Given an array nums of n integers where n > 1, return an array output such that output[i] is equal to the product of all the elements of nums except nums[i].

Example:

Input: [1,2,3,4]
Output: [24,12,8,6]

Note: Please solve it without division and in O(n).

Follow up:
Could you solve it with constant space complexity? (The output array does not count as extra space for the purpose of space complexity analysis.)

解析重点

1.一开始我想着计算数组所有数的乘积，然后一个循环除以每个数自身即可，但是这里不让用除法。
2.那么我们怎么得到结果呢？a[i]=a[1]…a[i-1]a[i+1]*…a[n],根据上式，我们可以以a[i]为界限，把计算分为两部分，左边和右边乘积。
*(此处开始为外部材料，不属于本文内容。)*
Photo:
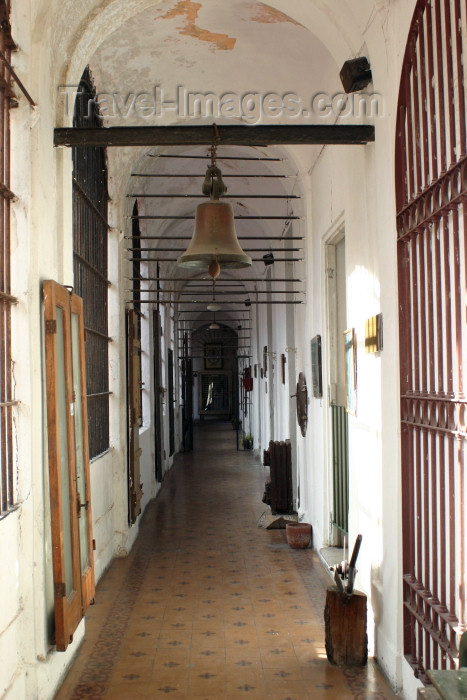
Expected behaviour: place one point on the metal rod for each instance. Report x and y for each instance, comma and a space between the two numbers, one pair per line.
223, 282
176, 259
181, 250
17, 80
227, 293
230, 135
225, 176
224, 196
230, 311
192, 216
177, 303
240, 238
208, 155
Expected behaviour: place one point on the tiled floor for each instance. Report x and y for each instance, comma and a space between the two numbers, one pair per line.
210, 606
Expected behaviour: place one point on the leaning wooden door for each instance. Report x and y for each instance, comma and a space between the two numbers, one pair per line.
431, 190
71, 520
158, 413
135, 492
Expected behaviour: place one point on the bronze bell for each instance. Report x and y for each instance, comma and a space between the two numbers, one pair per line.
214, 238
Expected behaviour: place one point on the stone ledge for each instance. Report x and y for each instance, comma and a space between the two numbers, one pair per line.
428, 694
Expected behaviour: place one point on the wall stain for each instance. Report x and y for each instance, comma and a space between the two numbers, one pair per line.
189, 10
269, 15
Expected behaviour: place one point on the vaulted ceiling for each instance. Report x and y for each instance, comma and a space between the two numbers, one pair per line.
256, 65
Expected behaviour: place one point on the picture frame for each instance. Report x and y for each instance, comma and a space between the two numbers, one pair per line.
212, 356
316, 368
350, 371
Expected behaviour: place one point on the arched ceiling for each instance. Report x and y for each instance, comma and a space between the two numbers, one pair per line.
259, 66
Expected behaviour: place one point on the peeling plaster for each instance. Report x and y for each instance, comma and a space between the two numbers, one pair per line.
269, 15
189, 10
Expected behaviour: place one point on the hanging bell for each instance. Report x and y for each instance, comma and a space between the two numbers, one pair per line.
214, 238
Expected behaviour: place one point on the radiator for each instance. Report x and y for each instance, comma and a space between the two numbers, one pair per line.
278, 492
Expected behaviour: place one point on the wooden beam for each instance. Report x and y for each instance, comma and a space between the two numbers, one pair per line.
265, 135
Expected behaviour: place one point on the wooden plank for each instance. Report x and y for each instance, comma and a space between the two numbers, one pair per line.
88, 586
345, 628
264, 135
67, 604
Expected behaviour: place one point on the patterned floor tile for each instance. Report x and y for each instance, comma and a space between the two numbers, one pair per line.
212, 607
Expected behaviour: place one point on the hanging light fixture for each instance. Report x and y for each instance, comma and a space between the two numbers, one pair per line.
214, 244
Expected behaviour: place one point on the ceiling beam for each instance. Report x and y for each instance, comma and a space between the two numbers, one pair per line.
263, 135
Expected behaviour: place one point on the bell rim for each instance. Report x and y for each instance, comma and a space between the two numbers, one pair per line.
225, 260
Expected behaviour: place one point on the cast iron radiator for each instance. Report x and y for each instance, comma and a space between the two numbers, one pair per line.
278, 489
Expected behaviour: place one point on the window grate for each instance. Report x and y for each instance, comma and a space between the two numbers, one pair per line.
431, 170
7, 402
90, 231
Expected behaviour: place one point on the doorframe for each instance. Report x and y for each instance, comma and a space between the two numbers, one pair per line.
331, 238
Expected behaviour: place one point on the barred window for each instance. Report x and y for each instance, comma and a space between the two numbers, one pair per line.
7, 402
90, 229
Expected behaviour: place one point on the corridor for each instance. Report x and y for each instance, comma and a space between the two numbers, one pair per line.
208, 604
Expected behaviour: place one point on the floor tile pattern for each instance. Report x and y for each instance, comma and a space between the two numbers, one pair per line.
208, 605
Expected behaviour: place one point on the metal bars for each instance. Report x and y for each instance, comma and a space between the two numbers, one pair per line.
340, 468
90, 229
7, 402
431, 185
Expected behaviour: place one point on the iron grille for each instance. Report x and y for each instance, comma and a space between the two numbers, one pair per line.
431, 185
90, 229
7, 402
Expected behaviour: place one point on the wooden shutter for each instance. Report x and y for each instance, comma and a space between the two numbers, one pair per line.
73, 565
135, 492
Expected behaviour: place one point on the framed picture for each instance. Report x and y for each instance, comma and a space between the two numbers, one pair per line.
374, 333
212, 356
350, 371
316, 367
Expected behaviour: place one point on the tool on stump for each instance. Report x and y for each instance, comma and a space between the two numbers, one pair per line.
346, 571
这样我们只需要把数组
循环两次，第一次计算左边的乘积，第二次计算右边的乘积，合起来即为结果。

java代码

class Solution {
    public int[] productExceptSelf(int[] nums) {
    int n = nums.length;
    int[] res = new int[n];
    res[0] = 1;
	//计算左边乘积
    for (int i = 1; i < n; i++) {
        res[i] = res[i - 1] * nums[i - 1];
    }
    int right = 1;
    for (int i = n - 1; i >= 0; i--) {
        res[i] *= right;//将右边乘积合并到左边
        right *= nums[i];//计算右边乘积
    }
    return res;
    }
}